Yves Leterme : "On a gardé le cap"

Martin Buxant et Francis Van de Woestyne Publié le - Mis à jour le

Belgique

Happy birthday. Yves Leterme est Premier ministre en affaires courantes depuis un an. Il livre son analyse de la situation politique.

A refaire, y a-t-il quelque chose que vous changeriez au déroulement de la crise ? Estimez-vous avoir correctement préparé la négociation sur BHV ?

Cela a été bien préparé, mais à refaire je pense que nous aurions dû entamer les travaux plus tôt, il y a eu un flottement au niveau des agendas. En ce y compris le mien. On aurait dû négocier durant les vacances de Pâques, on s’est trouvé trop vite près des deadlines annoncés par certains. Ceci étant dit, peut-être que certains avaient de toute façon l’intention de faire tomber le gouvernement.

Quel est le succès majeur de votre année en affaires courantes ?

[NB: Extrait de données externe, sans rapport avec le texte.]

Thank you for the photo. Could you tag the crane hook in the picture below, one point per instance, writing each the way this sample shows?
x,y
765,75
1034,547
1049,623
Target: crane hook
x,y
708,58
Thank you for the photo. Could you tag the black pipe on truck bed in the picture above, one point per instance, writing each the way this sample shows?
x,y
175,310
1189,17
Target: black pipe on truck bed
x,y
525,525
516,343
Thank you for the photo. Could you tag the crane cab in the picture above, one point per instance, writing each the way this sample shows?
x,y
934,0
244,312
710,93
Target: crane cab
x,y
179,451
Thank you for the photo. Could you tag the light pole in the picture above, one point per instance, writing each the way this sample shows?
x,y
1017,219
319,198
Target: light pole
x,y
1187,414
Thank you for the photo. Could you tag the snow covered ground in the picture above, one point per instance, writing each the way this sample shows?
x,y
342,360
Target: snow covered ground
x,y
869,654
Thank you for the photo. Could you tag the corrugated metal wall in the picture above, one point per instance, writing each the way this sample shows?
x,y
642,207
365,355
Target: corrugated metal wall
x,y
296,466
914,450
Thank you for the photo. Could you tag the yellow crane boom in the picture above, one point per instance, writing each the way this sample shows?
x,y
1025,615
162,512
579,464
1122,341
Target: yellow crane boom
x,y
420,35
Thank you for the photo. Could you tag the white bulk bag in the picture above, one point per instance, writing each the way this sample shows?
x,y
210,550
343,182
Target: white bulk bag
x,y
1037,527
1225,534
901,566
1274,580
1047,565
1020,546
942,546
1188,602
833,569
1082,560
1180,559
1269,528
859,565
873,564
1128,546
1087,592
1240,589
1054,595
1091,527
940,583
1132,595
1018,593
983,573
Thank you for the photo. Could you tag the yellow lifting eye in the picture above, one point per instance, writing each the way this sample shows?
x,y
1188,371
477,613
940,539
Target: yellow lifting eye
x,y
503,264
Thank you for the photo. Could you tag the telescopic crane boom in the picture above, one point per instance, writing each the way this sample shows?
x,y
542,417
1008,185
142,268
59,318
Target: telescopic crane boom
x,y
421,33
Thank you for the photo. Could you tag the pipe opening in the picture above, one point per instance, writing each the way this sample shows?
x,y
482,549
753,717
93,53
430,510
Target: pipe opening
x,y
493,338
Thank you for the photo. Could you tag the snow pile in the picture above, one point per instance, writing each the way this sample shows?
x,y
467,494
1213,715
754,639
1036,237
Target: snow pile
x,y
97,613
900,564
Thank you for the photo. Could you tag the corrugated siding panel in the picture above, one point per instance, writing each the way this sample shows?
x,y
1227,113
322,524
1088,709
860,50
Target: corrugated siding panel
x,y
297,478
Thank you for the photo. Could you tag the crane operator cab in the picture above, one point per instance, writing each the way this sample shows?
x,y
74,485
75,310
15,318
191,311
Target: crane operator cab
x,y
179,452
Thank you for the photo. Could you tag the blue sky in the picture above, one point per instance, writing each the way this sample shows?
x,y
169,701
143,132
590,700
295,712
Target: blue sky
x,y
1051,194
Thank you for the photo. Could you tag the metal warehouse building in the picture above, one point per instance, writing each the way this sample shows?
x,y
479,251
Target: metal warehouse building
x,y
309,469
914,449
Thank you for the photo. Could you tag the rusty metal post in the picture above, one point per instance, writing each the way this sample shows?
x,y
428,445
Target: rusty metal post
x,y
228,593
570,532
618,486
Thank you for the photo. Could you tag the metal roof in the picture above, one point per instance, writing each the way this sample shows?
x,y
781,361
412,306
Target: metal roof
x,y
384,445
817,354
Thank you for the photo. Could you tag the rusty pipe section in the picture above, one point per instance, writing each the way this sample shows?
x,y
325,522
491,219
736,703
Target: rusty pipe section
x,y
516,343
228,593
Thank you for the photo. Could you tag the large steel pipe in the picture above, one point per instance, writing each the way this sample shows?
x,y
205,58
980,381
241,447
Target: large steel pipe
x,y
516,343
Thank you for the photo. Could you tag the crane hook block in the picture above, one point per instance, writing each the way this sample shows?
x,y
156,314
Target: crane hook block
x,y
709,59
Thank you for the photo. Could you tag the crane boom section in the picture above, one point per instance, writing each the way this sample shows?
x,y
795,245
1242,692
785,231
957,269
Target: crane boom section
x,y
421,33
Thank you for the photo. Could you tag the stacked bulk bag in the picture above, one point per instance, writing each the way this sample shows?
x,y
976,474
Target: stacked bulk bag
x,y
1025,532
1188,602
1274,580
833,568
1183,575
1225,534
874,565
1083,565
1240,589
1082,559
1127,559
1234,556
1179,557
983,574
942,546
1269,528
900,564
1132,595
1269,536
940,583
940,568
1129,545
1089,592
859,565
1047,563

C’est d’avoir gardé le cap au niveau budgétaire, socio-économique et financier. Je ne voulais plus des dérapages du passé, et nous avons réussi. Le pays est resté sur les rails.

On pourrait dire que tout ceci vous arrange : vous êtes toujours au “16” alors que finalement, selon le résultat des élections, vous auriez dû transmettre le témoin à d’autres…

Je suis content que le gouvernement en affaires courantes ait bien tiré le pays des difficultés et des engrenages dangereux. On a imposé la norme salariale avec l’AIP, le Budget : il faut le faire quand même. C’est bon pour le citoyen. En ce qui concerne mon humble personne, le pays ne doit pas, outre mesure, se soucier de mon sort.

Une épée de Damoclès pend au-dessus de la Belgique : l’agence de notation S & P avait donné six mois au pays pour avoir un gouvernement sous peine de voir sa note dégradée…

Il faut relativiser l’importance des agences de notation parce que la situation de la Belgique est parfaitement saine. Ces agences ont encore vanté les mérites de Lehman Brothers quelques semaines à peine avant que ça dégringole. Moi, j’ai rencontré quelques personnes de ces agences qui ne maîtrisaient pas toujours les dossiers belges à fond. Les fondamentaux de l’économie belge sont sains. Nous sommes un pays avec des citoyens riches et un Etat fédéral pauvre. C’est un slogan mais qui est exact. La balance des paiements est excédentaire, la dette diminue, le taux de chômage est inférieur à la moyenne, nous prêtons de l’argent aux pays étrangers.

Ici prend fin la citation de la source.